Tuesday, March 29, 2011

Fear of the Unknown

Gimli does not like uncertainty. He likes to know exactly what is going to happen throughout the day. He likes routine, to be in familiar environments and does not like change. He notices patterns and can usually predict what is going to happen based on our behavior. It's really amazing actually. When things don't go as he plans, he gets very anxious and out of sorts. When I leave for work in the morning, he's fine. But if I go to the store in the middle of the day on Saturday or Sunday, he cries and howls, and hovers by the door until I get home. This is not on his agenda, and he does not like it. The times we have moved, it has taken him several weeks before feeling comfortable in our new place. He will cry when we leave, which is uncharacteristic. He is unsure about where he is, so he doesn't want to be left without us.

I don't like uncertain situations either. I don't like that in a year Paul will graduate from seminary and we have no idea where he'll get a job, what kind of church it will be, what role it will be- there are so many options, it can be overwhelming to think about. I don't like that when Paul and I are out of the house, we don't know what's going on in our apartment. After being robbed, I have a lot of fear about leaving the dogs in our apartment. It's scary to not be in control.

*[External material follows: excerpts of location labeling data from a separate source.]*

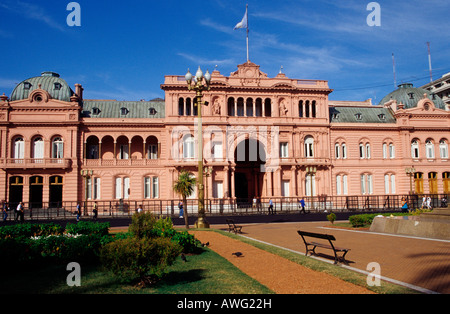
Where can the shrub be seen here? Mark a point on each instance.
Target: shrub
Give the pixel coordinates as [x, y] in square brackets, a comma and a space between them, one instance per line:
[88, 227]
[143, 225]
[331, 217]
[143, 258]
[28, 230]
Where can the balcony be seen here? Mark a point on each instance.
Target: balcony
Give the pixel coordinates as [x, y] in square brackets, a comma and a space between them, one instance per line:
[120, 162]
[35, 163]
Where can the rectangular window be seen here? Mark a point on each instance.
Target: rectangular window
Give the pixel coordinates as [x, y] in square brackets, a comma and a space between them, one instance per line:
[152, 151]
[391, 151]
[89, 188]
[123, 152]
[285, 188]
[155, 187]
[218, 189]
[344, 184]
[126, 188]
[118, 188]
[284, 150]
[96, 190]
[393, 183]
[338, 185]
[147, 187]
[217, 150]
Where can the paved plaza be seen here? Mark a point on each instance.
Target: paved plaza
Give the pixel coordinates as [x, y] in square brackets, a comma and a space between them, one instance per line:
[419, 263]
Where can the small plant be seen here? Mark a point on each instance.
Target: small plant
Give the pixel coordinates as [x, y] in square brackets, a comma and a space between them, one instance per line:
[142, 258]
[331, 217]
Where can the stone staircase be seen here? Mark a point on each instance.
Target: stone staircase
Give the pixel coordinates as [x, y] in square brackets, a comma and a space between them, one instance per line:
[440, 214]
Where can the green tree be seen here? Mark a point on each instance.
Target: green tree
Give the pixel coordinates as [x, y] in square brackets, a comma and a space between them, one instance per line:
[185, 187]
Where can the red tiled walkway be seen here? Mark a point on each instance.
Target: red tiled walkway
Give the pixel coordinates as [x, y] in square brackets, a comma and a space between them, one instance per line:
[420, 262]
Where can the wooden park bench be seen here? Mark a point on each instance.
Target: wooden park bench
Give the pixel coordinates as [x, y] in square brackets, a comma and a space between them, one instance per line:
[232, 226]
[330, 246]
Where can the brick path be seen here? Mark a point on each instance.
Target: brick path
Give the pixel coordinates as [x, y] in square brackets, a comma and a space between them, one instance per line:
[420, 262]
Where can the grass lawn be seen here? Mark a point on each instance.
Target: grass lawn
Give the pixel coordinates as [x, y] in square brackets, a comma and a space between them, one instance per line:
[205, 273]
[340, 272]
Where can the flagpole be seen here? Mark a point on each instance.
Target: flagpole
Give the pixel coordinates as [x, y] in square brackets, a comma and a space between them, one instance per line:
[246, 9]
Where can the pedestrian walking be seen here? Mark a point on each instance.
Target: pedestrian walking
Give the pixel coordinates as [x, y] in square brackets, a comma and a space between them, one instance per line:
[20, 212]
[5, 211]
[404, 205]
[270, 207]
[429, 203]
[78, 211]
[180, 208]
[302, 205]
[95, 211]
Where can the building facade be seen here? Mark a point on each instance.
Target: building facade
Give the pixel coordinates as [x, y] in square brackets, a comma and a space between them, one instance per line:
[262, 136]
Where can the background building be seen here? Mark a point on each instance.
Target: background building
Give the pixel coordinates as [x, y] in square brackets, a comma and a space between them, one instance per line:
[262, 136]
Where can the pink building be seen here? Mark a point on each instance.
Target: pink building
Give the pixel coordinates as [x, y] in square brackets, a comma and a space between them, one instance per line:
[262, 136]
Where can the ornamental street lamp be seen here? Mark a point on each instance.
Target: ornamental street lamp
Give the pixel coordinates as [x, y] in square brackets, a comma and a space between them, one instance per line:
[207, 172]
[86, 174]
[410, 171]
[199, 87]
[311, 171]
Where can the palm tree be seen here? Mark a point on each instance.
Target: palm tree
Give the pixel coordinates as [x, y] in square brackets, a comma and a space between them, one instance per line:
[185, 186]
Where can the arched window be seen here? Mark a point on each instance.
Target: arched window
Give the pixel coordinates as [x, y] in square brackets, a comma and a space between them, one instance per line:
[391, 151]
[309, 147]
[429, 148]
[443, 149]
[151, 187]
[344, 151]
[38, 148]
[181, 106]
[57, 147]
[122, 187]
[414, 149]
[19, 148]
[188, 146]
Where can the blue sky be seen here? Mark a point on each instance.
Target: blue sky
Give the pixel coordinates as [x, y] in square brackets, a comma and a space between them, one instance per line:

The truth is, we're never in control. God is always in control. The fear and anxiety we feel on a daily basis due to not being in control is an utter waste. As Jesus said in Matthew, "How many of you by worrying can add a single day to your life?" None of us can. None of us can know the future, no matter how hard we try to predict it or guess at it. Sometimes I go online to pastor job website and look at what kinds of openings there are right now. I know it is a complete waste of time to do this, because Paul still has a whole year before he graduates, and those jobs will be filled by that time. It's pointless, but i'm tempted to do it anyway because I want to guess at the future to make myself feel better about not knowing. What I should do instead is focus on what God has called me to for today, and not waste time and energy thinking and worrying about the future. The same God who created the universe & knows everything that will happen for the rest of eternity, is the same God who created me, knows me perfectly, and offers to lead me through each step of my life. He has all the knowledge, all the power, and perfect love for me. He is entirely trustworthy. What could I do about my own life that would ever come close to what He could do?

I don't want Gimli to be anxious and worry about where I am. I want him to trust that I'm okay and will come back home very soon. God doesn't want me to worry either. My prayer is that as I continue to grow closer to the Lord by spending time with Him in His Word and prayer, that I'll focus on worship rather than worry.